Finalmente, para não nos alongar ainda mais, afirma-se que o caminho e o
método que até agora tem sido seguido entre os católicos para atrair de novo os
que se afastaram da Igreja devem ser deixados de lado e outro deve ser
escolhido. Sobre este assunto, bastará evidenciar que não é prudente depreciar
aquilo que a antiguidade em sua larga experiência tem aprovado, e que é
ensinado, ademais, pela autoridade apostólica. As Escrituras nos ensinam (Ec
17,4) que é dever de todos sermos solícitos pela salvação de nosso próximo de
acordo com as possibilidades e posição de cada um. Os fiéis realizam isso pelo
religioso cumprimento dos deveres de seu estado de vida, a retidão de seu
comportamento, suas obras de caridade cristã, e sua oração sincera e constante
para Deus. Por outro lado, aqueles que pertencem ao clero devem fazer isso pelo
cumprimento instruído de seu ministério de pregação, pela pompa e esplendor
das cerimônias, especialmente dando a conhecer com suas próprias vidas a
beleza da doutrina que transmitiu São Paulo a Tito e Timóteo. Mas se, no meio
das diferentes formas de pregar a Palavra de Deus, alguém optar em se dirigir
aos não-católicos, não nas igrejas, mas em algum lugar apropriado, sem buscar
controvérsias, mas falando amavelmente, esse método certamente não disporia
de problemas. Mas aqueles que cumpram tal ministério sejam escolhidos pela
autoridade dos bispos e sejam homens cuja ciência e virtude tenham sido
previamente provadas. Pensamos que há muitos em seu país que estão
separados da verdade católica mais por ignorância do que por má vontade, que
podem ser levados mais facilmente ao único rebanho de Cristo se a verdade lhes
for apresentada de maneira amistosa e familiar.
Tendo dito tudo isso, é evidente, querido filho, que não podemos aprovar as
opiniões que juntas se designam com o nome de "americanismo". Mas se este
nome deve entender-se o conjunto de dons espirituais que pertencem ao povo
da América, assim como outras características pertencentes a outras diversas
nações, ou então, ademais, por este nome se designa vossa condição política e as
leis e costumes por quais sois governado, não há nenhuma razão para rejeitar
este nome.

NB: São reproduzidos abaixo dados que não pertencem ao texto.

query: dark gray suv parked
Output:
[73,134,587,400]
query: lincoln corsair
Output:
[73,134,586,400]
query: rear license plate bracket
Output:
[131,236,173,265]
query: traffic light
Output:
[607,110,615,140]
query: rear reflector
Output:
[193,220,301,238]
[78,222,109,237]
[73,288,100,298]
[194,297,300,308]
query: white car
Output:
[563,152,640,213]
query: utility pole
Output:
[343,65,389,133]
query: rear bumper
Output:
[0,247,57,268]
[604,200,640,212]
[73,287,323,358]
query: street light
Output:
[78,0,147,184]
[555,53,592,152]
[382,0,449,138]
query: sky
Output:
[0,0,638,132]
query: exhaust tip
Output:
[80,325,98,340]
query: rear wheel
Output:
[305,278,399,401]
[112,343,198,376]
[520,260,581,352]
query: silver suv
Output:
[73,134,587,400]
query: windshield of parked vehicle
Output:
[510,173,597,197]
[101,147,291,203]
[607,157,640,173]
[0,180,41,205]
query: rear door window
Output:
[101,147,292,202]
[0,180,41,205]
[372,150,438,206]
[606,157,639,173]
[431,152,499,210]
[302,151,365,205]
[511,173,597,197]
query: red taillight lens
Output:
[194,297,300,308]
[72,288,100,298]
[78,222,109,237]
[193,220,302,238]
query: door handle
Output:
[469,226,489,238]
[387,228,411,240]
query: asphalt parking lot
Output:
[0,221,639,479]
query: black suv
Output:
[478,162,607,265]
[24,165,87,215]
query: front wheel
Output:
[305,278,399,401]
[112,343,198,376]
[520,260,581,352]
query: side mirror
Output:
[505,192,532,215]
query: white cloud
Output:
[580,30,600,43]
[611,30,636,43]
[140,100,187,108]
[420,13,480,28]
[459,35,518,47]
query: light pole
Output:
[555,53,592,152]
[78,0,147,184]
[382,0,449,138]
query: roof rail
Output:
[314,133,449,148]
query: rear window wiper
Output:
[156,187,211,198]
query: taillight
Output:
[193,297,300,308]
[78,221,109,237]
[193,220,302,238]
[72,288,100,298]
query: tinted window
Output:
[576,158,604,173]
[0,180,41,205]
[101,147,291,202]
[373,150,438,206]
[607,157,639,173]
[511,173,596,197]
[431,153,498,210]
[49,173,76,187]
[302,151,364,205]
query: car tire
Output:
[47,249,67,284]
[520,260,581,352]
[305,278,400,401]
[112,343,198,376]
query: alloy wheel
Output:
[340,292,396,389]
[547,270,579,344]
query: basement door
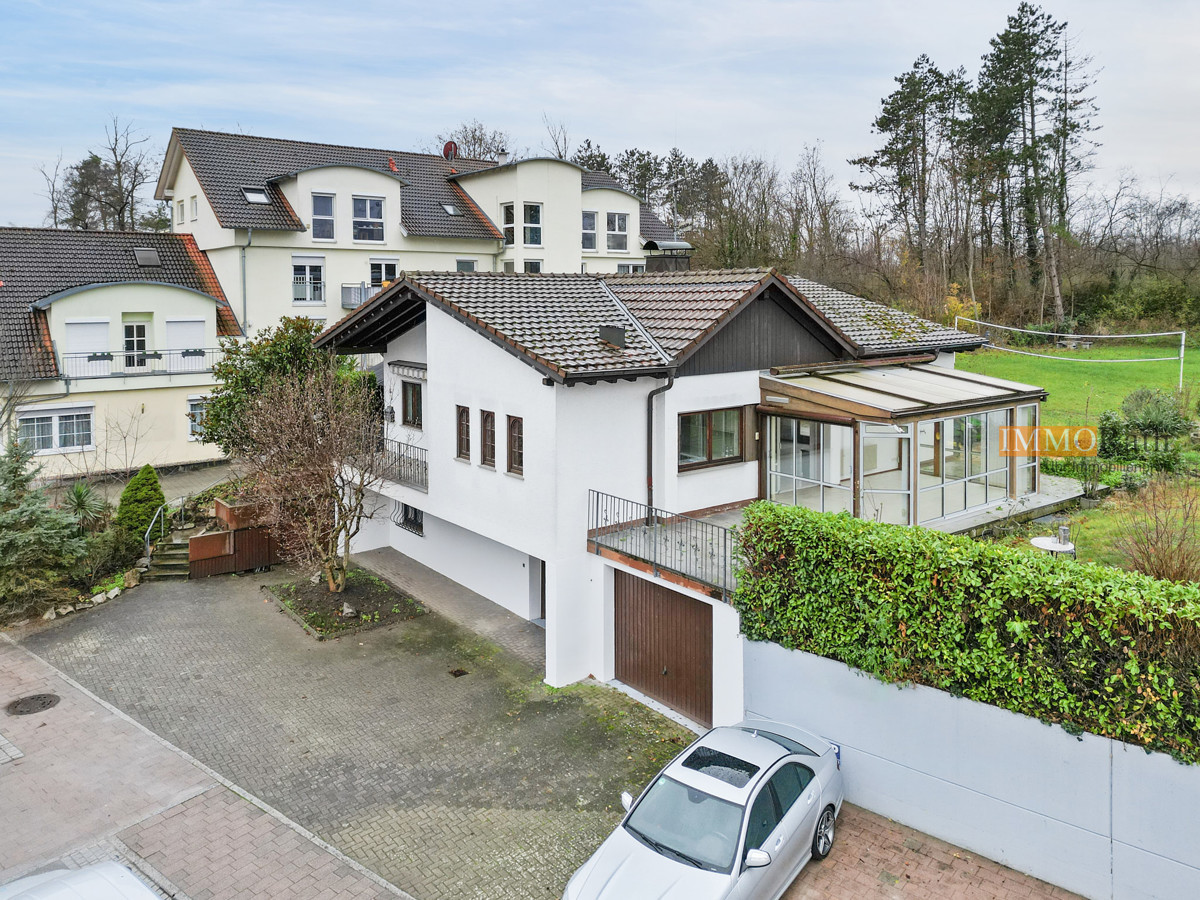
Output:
[613,569,713,726]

Mas se for entendido que as doutrinas que foram mencionadas
acima não são apenas identificadas, mas também exaltadas, não haverá lugar
para dúvidas de que os nosso veneráveis irmãos, os bispos da América, serão os
primeiros em repudiá-lo e condená-lo como algo sumamente injurioso para eles
mesmos como para o seu país. Pois isso levantaria a suspeita de que há entre
vocês quem forjem e queiram uma Igreja diferente na América do que a que há
em todas as outras regiões do mundo.
Porém a verdadeira Igreja é una, tanto por sua unidade de doutrina como por
sua unidade de governo, e também é católica. E desde que Deus estabeleceu o
centro e o fundamento da unidade na cátedra do Bem-aventurado Pedro, é
justamente chamado de Igreja Romana, porque "onde está Pedro ali está a
Igreja" (Ambrósio, In Ps.9, 57). Portanto, se alguém quiser ser considerado um
verdadeiro católico, deve ser capaz de dizer de coração as mesmas palavras que
Jerônimo dirigiu ao papa Damaso: "Eu, não seguindo ninguém antes de Cristo,
estou unido em amizade a Sua Santidade; isto é, à cátedra de Pedro. Sei que a
Igreja foi construída sobre ele como sua Rocha, e todo aquele que não está
unido convosco, espalha.”
Estas instruções que lhe damos, querido filho, em cumprimento do nosso dever,
numa carta especial, tomaremos o cuidado de que sejam comunicadas aos
bispos dos Estados Unidos; assim, testemunhando novamente o amor pelo qual
abraçamos todo o vosso país, um país que no passado tanto fez pela causa da
religião e que, com a ajuda de Deus, fará coisas ainda maiores. Para vós e para
todos os fiéis da América, transmitimos com grande amor, como promessa de
assistência divina, a nossa Bênção Apostólica.